12.6. Concise Implementation for Multiple GPUs

Implementing parallelism from scratch for every new model is no fun. Moreover, there’s significant benefit in optimizing synchronization tools for high performance. In the following we’ll show how to do this using Gluon. The math and the algorithms are the same as in Section 12.5. As before we begin by importing the required modules (quite unsurprisingly you’ll need at least two GPUs to run this notebook).

import d2l
from mxnet import autograd, gluon, init, np, npx
from mxnet.gluon import nn
npx.set_np()

12.6.1. A Toy Network

Let’s use a slightly more meaningful network than LeNet from the previous section that’s still sufficiently easy and quick to train. We pick a ResNet-18 variant [He et al., 2016a]. Since the input images are tiny we modify it slightly. In particular, the difference to Section 7.6 is that we use a smaller convolution kernel, stride, and padding at the beginning. Moreover, we remove the max-pooling layer.

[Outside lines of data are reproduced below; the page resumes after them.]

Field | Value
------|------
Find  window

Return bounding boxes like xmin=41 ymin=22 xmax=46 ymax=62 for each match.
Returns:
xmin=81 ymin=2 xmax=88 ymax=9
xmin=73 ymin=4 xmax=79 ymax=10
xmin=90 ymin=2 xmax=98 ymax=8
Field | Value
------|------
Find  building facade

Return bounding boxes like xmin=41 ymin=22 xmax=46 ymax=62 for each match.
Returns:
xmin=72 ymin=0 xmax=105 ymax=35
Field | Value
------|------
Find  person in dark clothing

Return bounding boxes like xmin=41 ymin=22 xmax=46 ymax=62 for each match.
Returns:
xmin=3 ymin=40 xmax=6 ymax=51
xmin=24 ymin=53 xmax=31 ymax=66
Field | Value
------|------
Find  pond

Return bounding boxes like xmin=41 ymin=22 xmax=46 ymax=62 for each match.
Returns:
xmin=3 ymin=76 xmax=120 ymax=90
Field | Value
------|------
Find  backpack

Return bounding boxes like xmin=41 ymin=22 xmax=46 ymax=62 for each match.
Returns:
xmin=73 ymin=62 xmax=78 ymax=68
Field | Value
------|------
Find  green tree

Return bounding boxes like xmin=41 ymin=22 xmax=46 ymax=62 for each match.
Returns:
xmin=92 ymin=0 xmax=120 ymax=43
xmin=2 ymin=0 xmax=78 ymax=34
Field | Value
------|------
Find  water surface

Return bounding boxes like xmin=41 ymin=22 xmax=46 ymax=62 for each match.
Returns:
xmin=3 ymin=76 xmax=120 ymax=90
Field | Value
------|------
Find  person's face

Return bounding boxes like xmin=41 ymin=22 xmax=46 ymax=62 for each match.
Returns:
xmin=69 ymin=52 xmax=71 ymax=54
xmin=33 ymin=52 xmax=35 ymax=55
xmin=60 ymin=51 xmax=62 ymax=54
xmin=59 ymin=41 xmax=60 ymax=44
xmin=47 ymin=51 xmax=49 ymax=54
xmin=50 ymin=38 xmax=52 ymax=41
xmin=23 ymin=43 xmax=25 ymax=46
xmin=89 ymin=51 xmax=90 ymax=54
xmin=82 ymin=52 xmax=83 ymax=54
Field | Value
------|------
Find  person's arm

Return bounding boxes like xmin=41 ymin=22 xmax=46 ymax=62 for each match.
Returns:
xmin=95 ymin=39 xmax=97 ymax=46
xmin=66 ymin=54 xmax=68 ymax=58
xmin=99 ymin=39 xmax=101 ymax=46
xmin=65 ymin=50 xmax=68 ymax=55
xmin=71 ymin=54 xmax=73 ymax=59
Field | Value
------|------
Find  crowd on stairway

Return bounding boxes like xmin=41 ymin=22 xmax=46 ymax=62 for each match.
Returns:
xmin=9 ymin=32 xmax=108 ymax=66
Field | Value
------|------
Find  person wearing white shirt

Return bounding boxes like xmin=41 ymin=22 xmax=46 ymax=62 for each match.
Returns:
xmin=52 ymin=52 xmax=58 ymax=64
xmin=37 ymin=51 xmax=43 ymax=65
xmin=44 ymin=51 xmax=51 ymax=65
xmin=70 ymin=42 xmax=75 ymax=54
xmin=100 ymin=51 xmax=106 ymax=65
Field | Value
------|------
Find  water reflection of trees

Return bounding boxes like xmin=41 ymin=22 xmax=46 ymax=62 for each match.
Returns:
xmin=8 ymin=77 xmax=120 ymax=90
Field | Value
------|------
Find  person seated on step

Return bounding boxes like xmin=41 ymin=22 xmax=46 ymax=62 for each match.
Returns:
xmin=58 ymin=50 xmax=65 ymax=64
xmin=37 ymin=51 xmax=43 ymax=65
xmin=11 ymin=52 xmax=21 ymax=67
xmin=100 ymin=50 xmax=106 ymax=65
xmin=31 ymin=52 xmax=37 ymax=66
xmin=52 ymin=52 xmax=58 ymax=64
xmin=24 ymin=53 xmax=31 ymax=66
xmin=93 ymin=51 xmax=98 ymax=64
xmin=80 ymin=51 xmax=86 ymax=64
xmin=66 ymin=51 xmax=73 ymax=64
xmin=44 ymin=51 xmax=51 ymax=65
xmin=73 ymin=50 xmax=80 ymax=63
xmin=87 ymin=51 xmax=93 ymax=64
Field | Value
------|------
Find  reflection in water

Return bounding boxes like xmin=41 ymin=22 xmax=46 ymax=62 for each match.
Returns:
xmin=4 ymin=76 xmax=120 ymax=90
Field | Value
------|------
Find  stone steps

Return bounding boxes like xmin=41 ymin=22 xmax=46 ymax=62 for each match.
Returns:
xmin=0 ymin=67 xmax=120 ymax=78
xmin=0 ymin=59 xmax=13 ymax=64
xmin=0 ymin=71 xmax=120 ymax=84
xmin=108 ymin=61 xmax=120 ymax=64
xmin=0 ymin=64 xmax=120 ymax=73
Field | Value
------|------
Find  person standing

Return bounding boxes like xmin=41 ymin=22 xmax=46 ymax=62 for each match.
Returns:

# Saved in the d2l package for later use
def resnet18(num_classes):
    """A slightly modified ResNet-18 model."""
    def resnet_block(num_channels, num_residuals, first_block=False):
        blk = nn.Sequential()
        for i in range(num_residuals):
            if i == 0 and not first_block:
                blk.add(d2l.Residual(
                    num_channels, use_1x1conv=True, strides=2))
            else:
                blk.add(d2l.Residual(num_channels))
        return blk

    net = nn.Sequential()
    # This model uses a smaller convolution kernel, stride, and padding and
    # removes the maximum pooling layer
    net.add(nn.Conv2D(64, kernel_size=3, strides=1, padding=1),
            nn.BatchNorm(), nn.Activation('relu'))
    net.add(resnet_block(64, 2, first_block=True),
            resnet_block(128, 2),
            resnet_block(256, 2),
            resnet_block(512, 2))
    net.add(nn.GlobalAvgPool2D(), nn.Dense(num_classes))
    return net

12.6.2. Parameter Initialization and Logistics

The initialize method allows us to set initial defaults for parameters on a device of our choice. For a refresher see Section 4.8. What is particularly convenient is that it also lets us initialize the network on multiple devices simultaneously. Let’s try how this works in practice.

net = resnet18(10)
# get a list of GPUs
ctx = d2l.try_all_gpus()
# initialize the network on all of them
net.initialize(init=init.Normal(sigma=0.01), ctx=ctx)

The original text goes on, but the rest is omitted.